# car hire malaga airport



## blade13 (Feb 9, 2009)

hi

we are coming to malaga area in june could anyone recommend a car hire company please to collect from airport?

rod n sheila mason


----------



## jojo (Sep 20, 2007)

blade13 said:


> hi
> 
> we are coming to malaga area in june could anyone recommend a car hire company please to collect from airport?
> 
> rod n sheila mason



We always use "málagacar.com" who are based just around the corner from the airport, but do a pick up service from outside! They're really nice, helpful and efficient. But I dont know how competitive they are moneywise

Jo xx


----------



## Joppa (Sep 7, 2009)

jojo said:


> We always use "málagacar.com" who are based just around the corner from the airport, but do a pick up service from outside! They're really nice, helpful and efficient. But I dont know how competitive they are moneywise


I have had good experience with UK-based broker called Malaga Car Hire | Home (unconnected with JoJo's recommendation), who mainly place business with Niza cars, situated on the roundabout just outside the terminals. Just go to Niza car reps standing with a board as you emerge from customs, take their transfer bus and a car is waiting for you in their depot. Good thing is if you book through Malagacarhire, you agree your price in £, pay with £ cash and there are no extras to pay, such as insurance excess, and fuel is on full/full basis. I've found their price to be very competitive, and car return too was hassle-free, with a minimum of time looking over the car for scratches etc. I'd use them again. 
Your experience may vary of course, and my recommendation is no guarantee you won't hit a snag (which you can say about any car hire outlet). I've never used Malagacar.com, so can't comment, and I'm sure JoJo's experience is just as valid, perhaps more so as she lives in the area and has more experience with car hire.


----------



## morlandg (Jun 8, 2008)

Joppa said:


> I have had good experience with UK-based broker called Malaga Car Hire | Home (unconnected with JoJo's recommendation), who mainly place business with Niza cars, situated on the roundabout just outside the terminals. Just go to Niza car reps standing with a board as you emerge from customs, take their transfer bus and a car is waiting for you in their depot. Good thing is if you book through Malagacarhire, you agree your price in £, pay with £ cash and there are no extras to pay, such as insurance excess, and fuel is on full/full basis. I've found their price to be very competitive, and car return too was hassle-free, with a minimum of time looking over the car for scratches etc. I'd use them again.
> Your experience may vary of course, and my recommendation is no guarantee you won't hit a snag (which you can say about any car hire outlet). I've never used Malagacar.com, so can't comment, and I'm sure JoJo's experience is just as valid, perhaps more so as she lives in the area and has more experience with car hire.

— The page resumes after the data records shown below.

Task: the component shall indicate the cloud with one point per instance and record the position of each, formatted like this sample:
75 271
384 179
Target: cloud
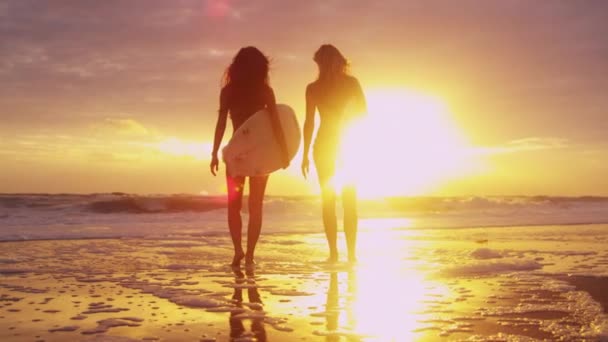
527 144
124 127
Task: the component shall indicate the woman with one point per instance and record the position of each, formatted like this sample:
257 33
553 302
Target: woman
245 92
330 94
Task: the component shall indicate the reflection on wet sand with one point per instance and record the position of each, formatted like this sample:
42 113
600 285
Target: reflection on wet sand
237 327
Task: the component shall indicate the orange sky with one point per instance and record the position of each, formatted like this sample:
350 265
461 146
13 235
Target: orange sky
122 95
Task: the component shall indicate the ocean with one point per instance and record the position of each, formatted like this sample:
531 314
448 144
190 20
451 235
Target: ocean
117 215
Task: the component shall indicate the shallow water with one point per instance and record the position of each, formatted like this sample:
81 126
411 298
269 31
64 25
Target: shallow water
420 285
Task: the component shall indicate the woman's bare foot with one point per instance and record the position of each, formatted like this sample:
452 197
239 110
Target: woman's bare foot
236 260
249 262
333 257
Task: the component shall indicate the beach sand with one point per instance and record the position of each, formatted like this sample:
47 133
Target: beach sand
501 284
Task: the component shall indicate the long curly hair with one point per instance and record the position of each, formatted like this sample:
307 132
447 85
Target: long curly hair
331 62
248 68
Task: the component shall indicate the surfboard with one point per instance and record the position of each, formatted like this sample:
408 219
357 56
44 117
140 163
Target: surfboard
254 150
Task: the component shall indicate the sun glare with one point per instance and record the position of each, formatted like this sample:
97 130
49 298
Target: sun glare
407 144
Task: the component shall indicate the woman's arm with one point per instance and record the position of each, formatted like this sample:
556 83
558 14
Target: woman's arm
309 126
271 106
220 128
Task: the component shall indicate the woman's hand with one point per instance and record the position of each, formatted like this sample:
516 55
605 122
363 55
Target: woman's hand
305 167
215 164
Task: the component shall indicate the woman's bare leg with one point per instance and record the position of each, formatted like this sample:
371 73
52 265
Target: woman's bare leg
330 221
257 188
349 201
235 200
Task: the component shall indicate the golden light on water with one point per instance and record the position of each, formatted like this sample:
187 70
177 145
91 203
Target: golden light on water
407 144
385 297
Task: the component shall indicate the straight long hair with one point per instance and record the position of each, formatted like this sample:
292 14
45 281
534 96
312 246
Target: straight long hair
332 64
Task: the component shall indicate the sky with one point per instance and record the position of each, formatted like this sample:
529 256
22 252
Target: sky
101 96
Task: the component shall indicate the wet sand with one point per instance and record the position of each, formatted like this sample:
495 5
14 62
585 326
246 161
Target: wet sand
407 286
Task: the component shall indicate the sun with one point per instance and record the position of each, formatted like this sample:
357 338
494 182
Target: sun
407 144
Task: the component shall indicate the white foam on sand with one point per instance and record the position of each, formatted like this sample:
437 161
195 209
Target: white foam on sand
491 267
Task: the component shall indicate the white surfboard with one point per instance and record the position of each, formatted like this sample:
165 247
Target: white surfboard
254 149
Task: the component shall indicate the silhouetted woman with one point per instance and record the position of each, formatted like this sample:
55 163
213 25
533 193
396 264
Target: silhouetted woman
245 92
330 94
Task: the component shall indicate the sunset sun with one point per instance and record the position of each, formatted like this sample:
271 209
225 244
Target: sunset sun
407 144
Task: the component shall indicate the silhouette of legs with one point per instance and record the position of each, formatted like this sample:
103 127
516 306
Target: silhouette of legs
257 187
349 202
332 307
330 221
325 164
235 201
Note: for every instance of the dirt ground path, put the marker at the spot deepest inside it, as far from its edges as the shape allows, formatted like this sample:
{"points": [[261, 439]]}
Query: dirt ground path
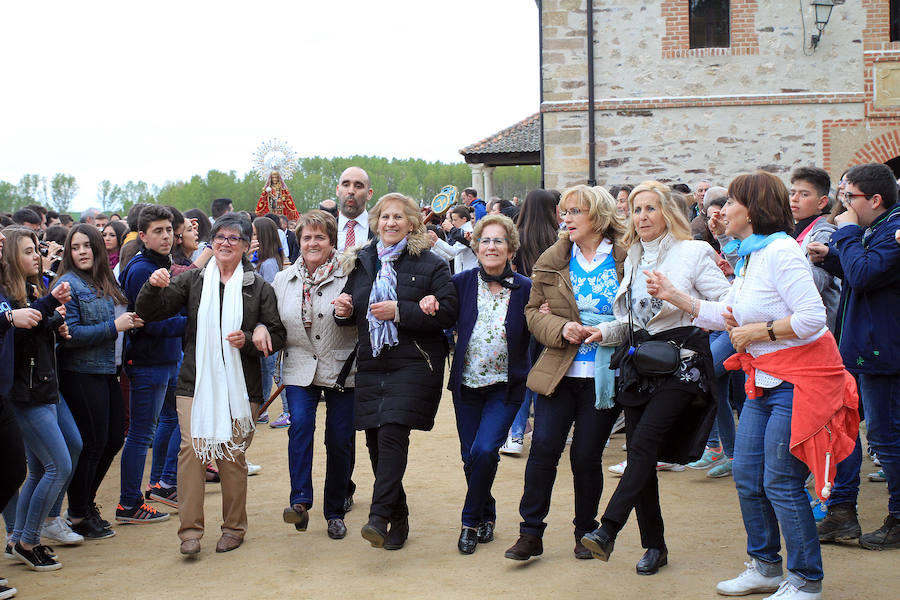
{"points": [[704, 533]]}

I think you will find this company much cheaper:
economycarhire


----------



## thrax (Nov 13, 2008)

We tend to use Sixt and they are now based inside the airport. However, car hire is not cheap at the moment due to the economic climate meaning none of the companies have been able to obtain money to buy new fleets etc. One thing to look out for from any company is their petrol policy. Some will give you a full tank and charge you for it and tell you to bring it back as close to empty as you can. Others will give you a full tank, not charge you for it but ask that you return the car with a full tank. I have heard of some poeple being charged well over the correct petrol price when they return the car not quite full. We prefer the Sixt method since we rarely travel far enough to have to fill up at all, and when we do we can usually judge how much we will need. It's a personal preference of course but I have often heard folk arguing at the car collection desk when they get the system they didn't want. Best to check in advance.


----------



## morlandg (Jun 8, 2008)

As I said - have a look!


----------



## thrax (Nov 13, 2008)

morlandg said:


> As I said - have a look!


I had a look and they seem very good!!! I may be over in early Feb so I'll give them a go and let folk on here know how they are but their quotes are very competitive. Anybody else know about them?


----------



## Joppa (Sep 7, 2009)

Economycarhire is a broker and cars may be supplied by any number of companies, but normally they use local firms like Crown. So the service you get depends on the supplier, and the contract you sign is also with them, which may differ from the general T&C of Economycarhire. I've heard about people who thought they had excess-free insurance, only to be made to pay a substantial excess for a damage (at fault), and when they complained, the supplier simply pointed to their hire conditions agreed to. During the height of summer, when Málaga and much of Southern Spain suffered from acute hire car shortage, there have been people who'd booked months ago not getting a car, or had to pay more than they thought the'd agreed. Those who'd booked direct appeared to be treated better than those who'd used a broker, but this wasn't apparently the case each time. 
It just shows low price isn't everything; relliability and customer care matter too.


----------